Dito isso, eu considero que se trata de uma situação extremamente fluida e em rápida transformação. Faz quinze ou vinte anos primavam os traços dependentes na China, onde a restauração capitalista estava apenas se consolidando. Faz dez anos, ou menos ainda, eu me inclinava por considerá-la uma formação dependente com alguns traços imperialistas, e hoje estamos discutindo quanto se consolidou como imperialismo ou imperialismo em construção.
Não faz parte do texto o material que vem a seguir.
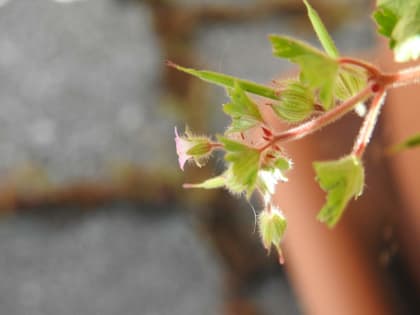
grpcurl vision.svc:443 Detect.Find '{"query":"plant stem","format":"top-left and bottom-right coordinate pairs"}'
top-left (378, 65), bottom-right (420, 88)
top-left (259, 85), bottom-right (373, 151)
top-left (338, 57), bottom-right (381, 77)
top-left (352, 89), bottom-right (386, 158)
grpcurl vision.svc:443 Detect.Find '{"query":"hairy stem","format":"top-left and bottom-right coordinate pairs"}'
top-left (338, 57), bottom-right (381, 77)
top-left (352, 89), bottom-right (386, 158)
top-left (379, 65), bottom-right (420, 87)
top-left (259, 85), bottom-right (373, 151)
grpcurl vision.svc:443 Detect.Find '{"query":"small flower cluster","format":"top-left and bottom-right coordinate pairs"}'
top-left (168, 0), bottom-right (420, 263)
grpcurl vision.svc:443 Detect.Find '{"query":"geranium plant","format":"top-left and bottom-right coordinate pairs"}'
top-left (168, 0), bottom-right (420, 262)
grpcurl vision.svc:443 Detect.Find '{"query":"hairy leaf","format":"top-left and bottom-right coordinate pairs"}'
top-left (223, 82), bottom-right (263, 132)
top-left (314, 155), bottom-right (364, 227)
top-left (270, 35), bottom-right (338, 110)
top-left (218, 136), bottom-right (260, 197)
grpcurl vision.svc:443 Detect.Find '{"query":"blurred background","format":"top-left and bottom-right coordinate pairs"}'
top-left (0, 0), bottom-right (420, 315)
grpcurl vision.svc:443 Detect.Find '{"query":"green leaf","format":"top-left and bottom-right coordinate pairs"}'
top-left (226, 117), bottom-right (258, 133)
top-left (372, 0), bottom-right (420, 62)
top-left (258, 207), bottom-right (287, 250)
top-left (167, 61), bottom-right (278, 99)
top-left (270, 35), bottom-right (339, 110)
top-left (313, 155), bottom-right (364, 227)
top-left (303, 0), bottom-right (340, 58)
top-left (223, 81), bottom-right (263, 133)
top-left (218, 136), bottom-right (260, 197)
top-left (390, 133), bottom-right (420, 153)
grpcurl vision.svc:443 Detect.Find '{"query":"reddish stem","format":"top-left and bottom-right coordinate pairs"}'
top-left (352, 89), bottom-right (386, 158)
top-left (259, 85), bottom-right (372, 151)
top-left (338, 57), bottom-right (381, 77)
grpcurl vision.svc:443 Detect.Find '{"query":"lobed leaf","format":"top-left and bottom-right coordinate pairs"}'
top-left (303, 0), bottom-right (340, 58)
top-left (313, 155), bottom-right (364, 227)
top-left (223, 81), bottom-right (263, 132)
top-left (167, 61), bottom-right (278, 99)
top-left (218, 136), bottom-right (260, 197)
top-left (270, 35), bottom-right (339, 110)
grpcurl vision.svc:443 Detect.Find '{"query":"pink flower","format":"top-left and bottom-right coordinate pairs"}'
top-left (175, 127), bottom-right (194, 170)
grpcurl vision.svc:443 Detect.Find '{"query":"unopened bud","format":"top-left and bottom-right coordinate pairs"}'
top-left (334, 67), bottom-right (367, 101)
top-left (273, 81), bottom-right (315, 123)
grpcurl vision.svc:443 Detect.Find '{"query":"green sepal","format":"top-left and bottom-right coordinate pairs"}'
top-left (270, 35), bottom-right (339, 110)
top-left (258, 208), bottom-right (287, 251)
top-left (223, 81), bottom-right (263, 133)
top-left (218, 136), bottom-right (260, 198)
top-left (272, 81), bottom-right (315, 123)
top-left (334, 65), bottom-right (368, 101)
top-left (389, 133), bottom-right (420, 154)
top-left (313, 155), bottom-right (365, 228)
top-left (372, 0), bottom-right (420, 62)
top-left (168, 62), bottom-right (278, 99)
top-left (303, 0), bottom-right (340, 58)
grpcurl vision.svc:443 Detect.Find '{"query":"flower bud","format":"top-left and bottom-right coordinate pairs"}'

Sobre os cenários bélicos, se bem são possíveis os conflitos serem os que você assinala, creio que o tipo de guerra de que se trate requer considerar mais elementos como por exemplo o tipo de alianças que se conformem. Eu estou de acordo em alertar contra a tendências chauvinistas e os preparativos das classes dominantes, tanto na China como nos EUA, para apresentar qualquer choque com uma “ defesa da nação contra a agressão externa”, no primeiro caso, ou uma “defesa da democracia” no segundo, como mostraram semanas atrás com a ridícula conferência pela democracia na qual Taipei foi um dos grandes convidados pelos EUA. Mas, junto com esta advertência, e conscientes de que é provável que se produza uma conflagração na qual a postura correta esteja em pronunciar-se pela derrota de ambos os bandos, creio que isto em definitivo não se pode determinar a priori, senão mediante uma “análise concreta da situação concreta”.